戻ったと理解するのに時間を使わなかったのは、自分が殺されたことを瞬時に理解したから。ご丁寧に順を追って記憶が流れたおかげで、最後の記憶がしっかり死ぬ寸前のもので終わったのだ。
だから、自分がどうやって死んだのかもなんとなく理解した。
「首ぃ、刎ねられて死んだか」
曖昧な視界の中で捉えた、月光に照らされる首のない自分の姿。暗闇の中だと目立って見えたあれは、間違えなく自分のものだった。あの状況で見間違えることなどない。
恐らく、一度目の接触で首を深く切られでもしたか。それなら、違和感に思って触った手にべっとりとした液体が付着したのにも納得がいく。次いで、反応する暇もなく背後から首ちょんぱと。
いくらなんでも手際が良すぎる。こちらが違和感に気づいてから首を刎ねられる時間は多分、一秒もない。体感的には刹那もなかったが。
闇夜に紛れて殺害、まるで暗殺者のような殺し方だ。的確に急所を狙うところと一撃で首を刎ねたのも含めて、手慣れている感が凄まじい。
手際の良さからして、犯人の想像はつく。それ以前にハヤトの耳は、死の直前に犯人の声を記憶として保存していた。
それは、
「エルザだろうな、多分」
おっとりした柔らかな口調の、殺人鬼の声。
耳をねっとり舐めるように粘着質な声は、忘れたくても忘れられない。
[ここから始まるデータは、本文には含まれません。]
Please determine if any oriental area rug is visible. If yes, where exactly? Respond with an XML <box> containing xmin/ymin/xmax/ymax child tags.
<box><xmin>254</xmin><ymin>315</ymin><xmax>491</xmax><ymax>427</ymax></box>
やろうと思えば、今すぐにでも頭の中で解像度百パーセントで再生できる。それほどまでに、あの声は心に深く根付くものだった。
思い出して鳥肌が波のように立つハヤト。ぞわぞわしたものが背筋を駆け上がる感覚に彼は思わず身震いする。勝手に固くなった身を「はぁ……」と吐息してほぐし、
「なんでいんだよ、あの野郎ォ。テメェなんざ、お呼びじゃねぇっての」
珍しく鬱屈そうな声色で苦情を垂れ、拒否の意を込めて首を横に振る。この状況、普段なら戦闘大好きな心がひどく躍る場面だが、今回はそういう気分にもならなかった。
本来、いるはずのない存在、というかいちゃいけない存在だと思う。あの女が一人いるだけで、二章突破の難易度が頭おかしい勢いで跳ね上がるのだから。
正面切って
そんな奴と、また戦うのか。前回に引き続き、命の奪い合いをしろと。
「いや、ほんと……なんで出てくんだよ」
スバルが性転換した時点で物語が原作通りに進行していないのは確定、だから出てきてしまったものは仕方ない——そう簡単に割り切れる相手ではない。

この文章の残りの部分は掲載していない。